Acting tough isn’t enough
That reign will be Enda Kenny’s.
He may not have quoted Taxi Driver’s crime-avenging anti-hero Travis Bickle exactly, but that was the clear subtext of the Fine Gael leader’s Árd Fheis speech where he was repackaged as Alpha Male Enda the Defender.
Expect to see more of angry Enda, mountaineering Enda and perhaps even Enda’s apparently awesome impression of the Boss, Bruce Springsteen, (I’m not making this up) in the months ahead.
Say what you like about Taoiseach Bertie Ahern’s politics — if indeed you believe that he has any particular political ideology worth speaking of — but the public image he projects seems to dovetail well with the private one.
The Bass-drinking, GAA-loving regular guy thing doesn’t come across as an act.
Unlike, say, Tony Blair, who strains to appear one of the lads, but instead stands out like a chilled bottle of Chablis in a room full of strewn lager cans.
The 20 or so times I’ve met the British prime minister there has always been a subtle fault-line evident in his character.
During interviews he is incredibly composed and unbreakdownable.
However, in the relatively more relaxed atmosphere of Downing Street or Labour Party functions, you got the feeling he really wanted to shed the straight jacket of office, drop the act, and be himself.
Indeed, the only time he has ever come close to losing his public composure was when pressed by BBC interviewer Jeremy Paxman about whether he and born-again Christian George Bush had ever prayed together.
And there emerges another political enigma.
The startling fact about George W Bush is that he really is not as stupid as we so like to think he is.
In private the president of the US is apparently extremely sharp and on the ball.
How different to the public performance where he speaks as if English is a foreign language to him and he intones the words coming out of his mouth as if it is the first time he had ever heard them inside his own head.
Perhaps, Americans feel more comfortable if their leaders appear not to be too clever.
But then in their defence, half a million more Americans voted for Al Gore in 2000 than Bush Jnr.
It is also worth remembering how easily we have all forgotten the most powerful man in the world is a recovering alcoholic who kept deliberately quiet about a drink driving conviction and dodged questions over whether or not he had a raging cocaine habit in the 1980s in the most slippery of fashions while running for the White House.
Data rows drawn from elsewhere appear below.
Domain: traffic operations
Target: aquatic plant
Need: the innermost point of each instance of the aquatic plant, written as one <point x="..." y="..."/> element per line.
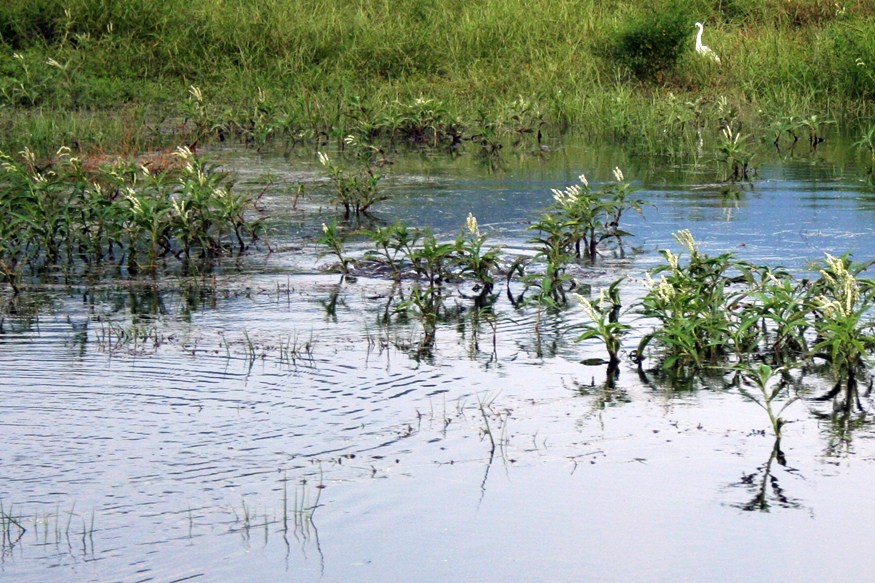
<point x="394" y="243"/>
<point x="604" y="324"/>
<point x="473" y="261"/>
<point x="550" y="246"/>
<point x="689" y="304"/>
<point x="844" y="331"/>
<point x="65" y="214"/>
<point x="332" y="238"/>
<point x="762" y="378"/>
<point x="587" y="218"/>
<point x="356" y="192"/>
<point x="733" y="151"/>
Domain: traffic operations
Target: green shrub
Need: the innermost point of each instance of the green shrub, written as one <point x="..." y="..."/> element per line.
<point x="649" y="43"/>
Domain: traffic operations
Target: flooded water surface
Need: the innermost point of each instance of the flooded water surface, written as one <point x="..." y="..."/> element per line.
<point x="266" y="423"/>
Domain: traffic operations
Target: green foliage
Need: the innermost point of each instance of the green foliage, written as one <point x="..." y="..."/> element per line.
<point x="649" y="43"/>
<point x="356" y="192"/>
<point x="604" y="323"/>
<point x="761" y="377"/>
<point x="333" y="239"/>
<point x="690" y="305"/>
<point x="61" y="214"/>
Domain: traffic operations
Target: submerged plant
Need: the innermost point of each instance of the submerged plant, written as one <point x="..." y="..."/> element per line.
<point x="761" y="377"/>
<point x="735" y="154"/>
<point x="356" y="192"/>
<point x="689" y="304"/>
<point x="844" y="331"/>
<point x="604" y="323"/>
<point x="332" y="238"/>
<point x="472" y="260"/>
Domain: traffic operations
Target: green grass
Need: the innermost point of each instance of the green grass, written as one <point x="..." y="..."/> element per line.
<point x="268" y="71"/>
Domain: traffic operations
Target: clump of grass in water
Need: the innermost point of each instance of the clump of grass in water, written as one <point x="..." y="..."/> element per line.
<point x="604" y="324"/>
<point x="356" y="192"/>
<point x="64" y="214"/>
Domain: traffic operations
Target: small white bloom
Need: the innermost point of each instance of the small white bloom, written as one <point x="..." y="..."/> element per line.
<point x="196" y="93"/>
<point x="471" y="224"/>
<point x="588" y="308"/>
<point x="685" y="239"/>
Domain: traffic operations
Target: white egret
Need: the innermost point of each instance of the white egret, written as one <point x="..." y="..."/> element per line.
<point x="702" y="49"/>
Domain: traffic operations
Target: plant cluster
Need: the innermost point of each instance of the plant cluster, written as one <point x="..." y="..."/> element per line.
<point x="355" y="191"/>
<point x="579" y="221"/>
<point x="713" y="311"/>
<point x="60" y="213"/>
<point x="650" y="43"/>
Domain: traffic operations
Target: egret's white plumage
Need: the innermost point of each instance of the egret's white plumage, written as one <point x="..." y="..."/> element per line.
<point x="702" y="49"/>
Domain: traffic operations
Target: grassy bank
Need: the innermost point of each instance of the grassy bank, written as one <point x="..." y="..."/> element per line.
<point x="115" y="75"/>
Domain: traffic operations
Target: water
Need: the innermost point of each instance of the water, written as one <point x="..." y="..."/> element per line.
<point x="266" y="427"/>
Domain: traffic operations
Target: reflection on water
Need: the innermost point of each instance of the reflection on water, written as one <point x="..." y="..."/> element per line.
<point x="277" y="422"/>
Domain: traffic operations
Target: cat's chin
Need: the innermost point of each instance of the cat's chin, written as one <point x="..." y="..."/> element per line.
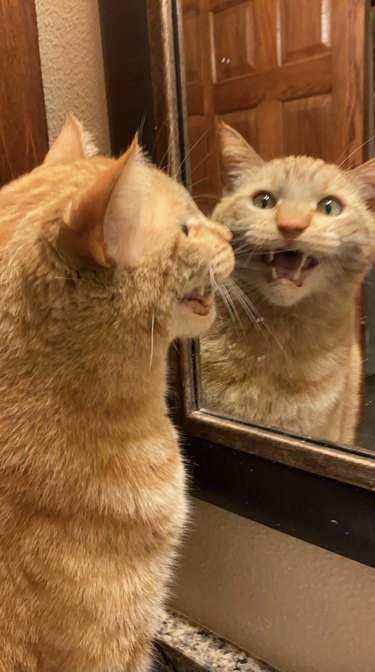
<point x="193" y="318"/>
<point x="284" y="292"/>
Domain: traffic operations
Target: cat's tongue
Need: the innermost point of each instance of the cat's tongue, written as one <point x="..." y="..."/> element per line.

Of course, blurring the line between perception and reality is one of the finer political arts anyone who aspires to lead must first master.
Bertie may well be a genuine nice guy, but he also possesses the ruthless streak needed by someone capable of remaining at the very top of the political game for as long as he has.
And we are now being urged to be believe that tough-talking Enda is finally packing the same mettle.
His finger-jabbing image — thankfully without Travis Bickle’s mohican — lunges out from billboards across the land promising (threatening?): “I’ll make the criminals pay for their crimes.”
Whether you find this comical or compelling, at least its an improvement on Fine Gael’s woeful 2002 election slogan “Vision with Purpose” — presumably the equally pointless tag-line “Banality Without Meaning” had already been copyrighted.
The maxim that all political careers end in failure is a cliché because it is so true.
For all Blair’s tough-guy posturing this week, he is just waiting for a break in the storm.
He will go suddenly in the autumn, the moment it looks as if it is of his own volition and he is not being hounded from office.
That will be the final political act of illusion of his now terminally contaminated premiership.
Whether the politics of illusion will work for Mr Kenny is another matter entirely.